Pleteršnik's dictionary is much more than a Slovene-German dictionary, it is the golden book of Slovene vocabulary and Slovene lexicography, the Slovene hallmark among Slavists at home and abroad.
— Metka Furlan, Slovene-German Dictionary (transliterated edition): Introduction

Maks Pleteršnik is particularly remembered in the Slovene linguistics as the final editor of the Slovensko-nemški slovar (Slovene-German Dictionary). This work stands as one of the most significant Slovenian lexicographic achievements, as it played a crucial role in consolidating the Slovenian language and providing insights into its vocabulary both past and present. The dictionary could even be termed an all-Slovenian lexicon because Pleteršnik incorporated lexical material from printed and manuscript sources across all Slovenian regions and literary traditions. Additionally, he integrated around 30 smaller yet extensive word collections. Due to its vast scope, the dictionary rightfully earned the title of a thesaurus during its era.

==Commemoration==
In 1933, on the occasion of the 10th anniversary of Maks Pleteršnik's passing, the Slovenian Matica unveiled a memorial plaque at his house. Moreover, to commemorate the 150th anniversary of his birth, the locals of Pišece erected a pillar in his honor. Pleteršnik's childhood home underwent restoration in 1994, coinciding with a gathering of Slavists in Krško to mark the centenary of his dictionary, organized under the aegis of the Slovenian Slavic Association. The following year, Pišece hosted its inaugural symposium, which featured a round table discussion on lexicography. Since then, Pišece has regularly been the venue for academic gatherings and events in Pleteršnik's honor on 13 September, the anniversary of Pleteršnik's death. These symposia and the subsequent publications have been meticulously detailed by Katarina Novak in her 2013 diploma thesis titled "Pleteršnik's Slovene-German Dictionary."

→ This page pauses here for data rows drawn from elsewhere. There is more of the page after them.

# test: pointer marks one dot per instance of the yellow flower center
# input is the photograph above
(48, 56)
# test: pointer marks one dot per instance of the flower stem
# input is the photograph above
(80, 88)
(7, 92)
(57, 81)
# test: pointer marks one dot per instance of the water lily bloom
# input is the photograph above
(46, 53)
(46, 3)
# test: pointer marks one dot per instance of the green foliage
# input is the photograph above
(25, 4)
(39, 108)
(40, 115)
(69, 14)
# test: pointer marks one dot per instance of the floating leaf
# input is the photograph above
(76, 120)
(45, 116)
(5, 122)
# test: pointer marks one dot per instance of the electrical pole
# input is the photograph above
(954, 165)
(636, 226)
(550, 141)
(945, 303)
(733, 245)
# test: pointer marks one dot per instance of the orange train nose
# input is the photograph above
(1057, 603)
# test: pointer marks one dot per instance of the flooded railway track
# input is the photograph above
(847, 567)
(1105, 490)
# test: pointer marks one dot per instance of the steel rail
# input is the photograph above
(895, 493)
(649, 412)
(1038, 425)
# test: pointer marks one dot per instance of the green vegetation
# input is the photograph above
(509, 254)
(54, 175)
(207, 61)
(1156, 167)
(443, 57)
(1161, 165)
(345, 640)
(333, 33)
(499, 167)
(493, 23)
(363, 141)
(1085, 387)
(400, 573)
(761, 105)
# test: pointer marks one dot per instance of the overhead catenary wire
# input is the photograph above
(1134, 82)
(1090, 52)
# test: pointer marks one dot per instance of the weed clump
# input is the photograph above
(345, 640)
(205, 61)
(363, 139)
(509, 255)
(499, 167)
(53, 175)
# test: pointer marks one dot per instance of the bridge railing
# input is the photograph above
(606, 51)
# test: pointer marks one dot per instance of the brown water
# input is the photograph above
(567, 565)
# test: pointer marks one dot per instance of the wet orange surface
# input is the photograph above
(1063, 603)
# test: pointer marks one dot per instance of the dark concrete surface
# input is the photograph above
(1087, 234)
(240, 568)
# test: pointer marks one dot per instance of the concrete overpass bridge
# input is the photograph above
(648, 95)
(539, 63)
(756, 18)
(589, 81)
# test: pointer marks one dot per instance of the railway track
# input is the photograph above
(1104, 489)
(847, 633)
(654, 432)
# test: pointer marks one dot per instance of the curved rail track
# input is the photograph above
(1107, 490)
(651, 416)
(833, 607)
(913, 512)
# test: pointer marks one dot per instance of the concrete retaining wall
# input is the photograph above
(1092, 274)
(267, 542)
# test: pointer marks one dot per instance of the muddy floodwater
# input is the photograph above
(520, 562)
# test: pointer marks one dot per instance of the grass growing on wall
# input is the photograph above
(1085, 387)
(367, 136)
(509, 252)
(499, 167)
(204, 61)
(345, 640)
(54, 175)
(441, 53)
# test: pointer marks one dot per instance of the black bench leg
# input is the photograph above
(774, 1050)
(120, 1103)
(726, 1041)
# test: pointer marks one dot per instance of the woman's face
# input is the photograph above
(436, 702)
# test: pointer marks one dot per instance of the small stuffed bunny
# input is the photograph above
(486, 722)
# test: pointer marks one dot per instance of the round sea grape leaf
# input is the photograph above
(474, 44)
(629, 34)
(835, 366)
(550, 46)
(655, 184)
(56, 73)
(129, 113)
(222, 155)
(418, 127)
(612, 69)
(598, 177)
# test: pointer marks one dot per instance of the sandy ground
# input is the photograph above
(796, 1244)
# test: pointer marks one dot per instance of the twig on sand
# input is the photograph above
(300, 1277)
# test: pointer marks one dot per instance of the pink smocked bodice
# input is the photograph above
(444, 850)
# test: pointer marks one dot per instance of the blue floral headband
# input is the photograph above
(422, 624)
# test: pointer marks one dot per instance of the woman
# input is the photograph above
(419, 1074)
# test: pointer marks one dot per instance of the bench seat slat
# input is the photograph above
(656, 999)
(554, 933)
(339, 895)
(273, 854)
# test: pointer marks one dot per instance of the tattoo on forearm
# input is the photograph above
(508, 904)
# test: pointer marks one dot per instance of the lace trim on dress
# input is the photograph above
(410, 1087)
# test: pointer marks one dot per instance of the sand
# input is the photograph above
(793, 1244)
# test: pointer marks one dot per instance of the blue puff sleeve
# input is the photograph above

The Maks Pleteršnik Primary School in Pišece is named after him. In addition to the Knight's Cross, he was also awarded the Order of St. Sava, 3rd degree. Three Pleteršnik streets are named after him, in Brežice, Celje, and Ljubljana.

A biographical novel about Pleteršnik, titled Maks Pleteršnik: A Week with a Lexicographer (Maks Pleteršnik: Teden s slovaropiscem), was published by Rudi Mlinar in 2018 by the Celje Hermagoras Society. A year later, an audio recording of this novel was also published by the Association of the Blind and Visually Impaired of Slovenia.